The laurestinus quivered.

Jones became a rover, and mobilised with his partner, but not very close.

The Babe failed to mobilise with Reggie.

Gingham shot at his partner and missed.

Reggie mobilised successfully with the Babe.

Quem deus vult perdere, prius dementat. Jones ought to have separated them but having hit his partner, he tried to put him out, failed, but left himself and his partner both close to the stump.

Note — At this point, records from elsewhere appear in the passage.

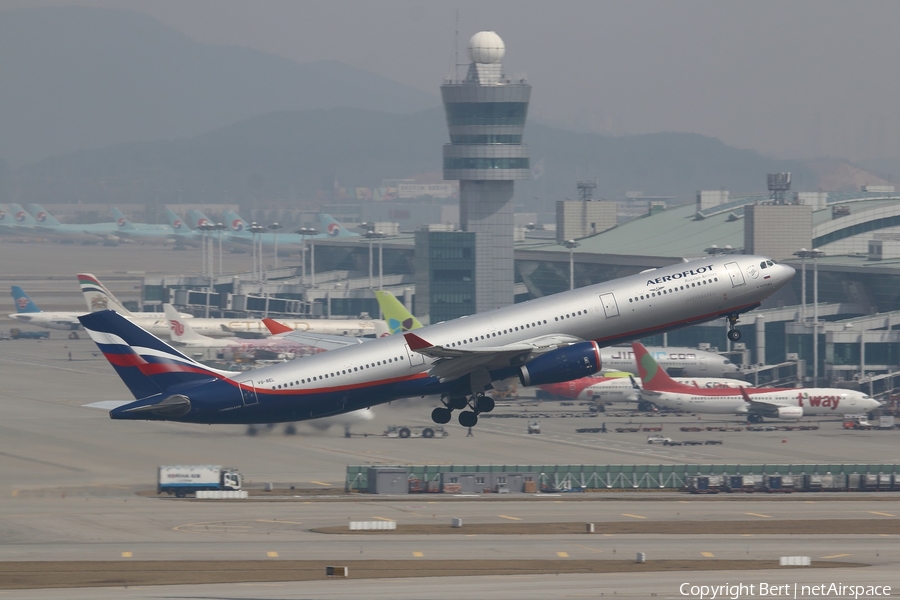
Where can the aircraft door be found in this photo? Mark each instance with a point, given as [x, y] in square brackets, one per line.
[248, 393]
[609, 305]
[415, 359]
[734, 271]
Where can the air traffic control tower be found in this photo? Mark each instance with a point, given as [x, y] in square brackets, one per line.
[486, 117]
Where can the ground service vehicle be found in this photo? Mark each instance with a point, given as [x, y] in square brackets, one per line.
[405, 431]
[184, 479]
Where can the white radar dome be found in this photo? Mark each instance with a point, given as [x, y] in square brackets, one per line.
[486, 47]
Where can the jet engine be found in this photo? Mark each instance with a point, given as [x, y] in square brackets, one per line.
[563, 364]
[790, 413]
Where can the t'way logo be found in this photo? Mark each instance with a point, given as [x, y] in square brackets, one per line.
[176, 327]
[831, 402]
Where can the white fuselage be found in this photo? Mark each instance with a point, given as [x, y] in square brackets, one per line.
[813, 401]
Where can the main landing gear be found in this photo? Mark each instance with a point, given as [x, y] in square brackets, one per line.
[469, 418]
[733, 334]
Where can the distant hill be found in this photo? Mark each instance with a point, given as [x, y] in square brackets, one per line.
[75, 78]
[286, 156]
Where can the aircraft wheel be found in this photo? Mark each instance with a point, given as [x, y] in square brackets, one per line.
[485, 404]
[468, 419]
[441, 415]
[457, 403]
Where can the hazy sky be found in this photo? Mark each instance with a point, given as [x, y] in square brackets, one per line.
[796, 79]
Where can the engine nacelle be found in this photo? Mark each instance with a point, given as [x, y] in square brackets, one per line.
[563, 364]
[790, 413]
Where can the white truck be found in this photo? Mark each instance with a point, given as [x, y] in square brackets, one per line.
[405, 431]
[181, 480]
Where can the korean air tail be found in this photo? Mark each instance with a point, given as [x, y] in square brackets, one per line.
[179, 226]
[196, 218]
[331, 227]
[23, 302]
[43, 218]
[21, 216]
[653, 377]
[98, 297]
[234, 222]
[396, 316]
[122, 221]
[150, 368]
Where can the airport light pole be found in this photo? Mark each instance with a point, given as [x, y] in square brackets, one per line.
[256, 230]
[304, 232]
[275, 227]
[571, 245]
[814, 254]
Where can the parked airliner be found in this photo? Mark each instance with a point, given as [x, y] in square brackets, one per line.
[756, 404]
[550, 339]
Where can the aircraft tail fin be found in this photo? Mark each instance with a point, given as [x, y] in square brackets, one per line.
[122, 221]
[24, 304]
[333, 228]
[179, 329]
[147, 365]
[98, 297]
[234, 222]
[43, 218]
[653, 377]
[397, 317]
[22, 217]
[196, 218]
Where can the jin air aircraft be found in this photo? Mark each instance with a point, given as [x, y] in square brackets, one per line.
[756, 404]
[550, 339]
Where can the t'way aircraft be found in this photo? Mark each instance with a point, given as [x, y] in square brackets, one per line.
[606, 390]
[550, 339]
[757, 403]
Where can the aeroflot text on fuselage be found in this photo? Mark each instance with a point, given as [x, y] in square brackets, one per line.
[681, 275]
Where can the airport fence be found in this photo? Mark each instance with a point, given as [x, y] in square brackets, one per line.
[579, 478]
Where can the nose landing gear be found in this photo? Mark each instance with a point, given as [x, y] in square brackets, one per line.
[733, 334]
[468, 418]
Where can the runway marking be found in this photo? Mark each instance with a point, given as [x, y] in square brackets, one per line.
[279, 521]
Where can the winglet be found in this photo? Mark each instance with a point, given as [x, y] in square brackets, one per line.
[276, 328]
[415, 342]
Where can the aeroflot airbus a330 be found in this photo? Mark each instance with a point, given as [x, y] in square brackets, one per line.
[550, 339]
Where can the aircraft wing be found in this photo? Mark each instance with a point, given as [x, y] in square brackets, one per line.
[322, 341]
[453, 363]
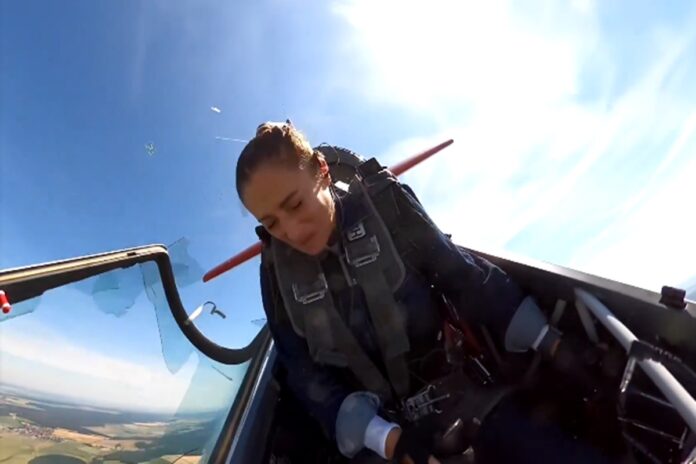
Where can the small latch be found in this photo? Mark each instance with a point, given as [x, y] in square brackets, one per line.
[5, 303]
[310, 293]
[673, 297]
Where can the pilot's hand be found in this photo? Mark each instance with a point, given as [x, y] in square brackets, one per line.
[412, 445]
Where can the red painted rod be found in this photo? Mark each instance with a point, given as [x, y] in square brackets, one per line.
[255, 249]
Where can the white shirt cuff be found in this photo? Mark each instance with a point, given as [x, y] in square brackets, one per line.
[376, 435]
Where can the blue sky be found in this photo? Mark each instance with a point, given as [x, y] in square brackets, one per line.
[574, 126]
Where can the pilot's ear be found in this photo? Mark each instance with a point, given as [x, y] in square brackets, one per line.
[324, 172]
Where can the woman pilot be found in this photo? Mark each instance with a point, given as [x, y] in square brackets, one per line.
[350, 278]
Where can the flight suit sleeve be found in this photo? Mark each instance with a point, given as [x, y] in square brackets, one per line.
[481, 291]
[317, 389]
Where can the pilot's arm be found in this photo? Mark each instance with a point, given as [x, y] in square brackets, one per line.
[481, 291]
[351, 418]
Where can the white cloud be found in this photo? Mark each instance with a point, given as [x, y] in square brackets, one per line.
[52, 364]
[542, 115]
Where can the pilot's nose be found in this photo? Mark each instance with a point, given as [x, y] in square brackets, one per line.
[295, 231]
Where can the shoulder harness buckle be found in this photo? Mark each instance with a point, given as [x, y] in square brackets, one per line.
[311, 292]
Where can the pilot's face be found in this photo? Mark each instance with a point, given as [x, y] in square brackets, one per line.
[293, 204]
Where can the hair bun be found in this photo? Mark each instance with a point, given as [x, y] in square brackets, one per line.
[273, 128]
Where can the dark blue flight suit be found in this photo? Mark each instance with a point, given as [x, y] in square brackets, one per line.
[481, 292]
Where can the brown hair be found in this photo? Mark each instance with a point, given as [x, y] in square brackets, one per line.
[279, 143]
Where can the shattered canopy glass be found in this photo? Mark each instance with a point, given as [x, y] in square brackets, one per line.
[99, 371]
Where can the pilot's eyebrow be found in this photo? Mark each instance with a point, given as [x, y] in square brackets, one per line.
[282, 204]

The Babe smiled, and there was a tea-party of four. He smiled again a little unkindly. He put Gingham out, and he hit Jones’s ball. A moment afterwards a frenzied croquet ball bounded into the net of the tennis-players, and caused the spoon-faced man, for the first time that afternoon, to serve two consecutive faults. Then the Babe went back to his hoop. Gingham was of a peaceful disposition but rather timid. He had, however, caught a glimpse of Jones’s face as he walked off to the lawn-tennis court, and it might reasonably, he said afterwards, have frightened a bolder man than he. So he turned to the Babe.

“You know it’s only a game,” he said, and the Babe replied still rather shrilly:

“Then watch me play it.”

Reggie and the Babe between them could easily keep Mr. Jones’s ball safely off the ground, and the Babe plodded on till he too was a rover, and Reggie and he went out in the next two turns.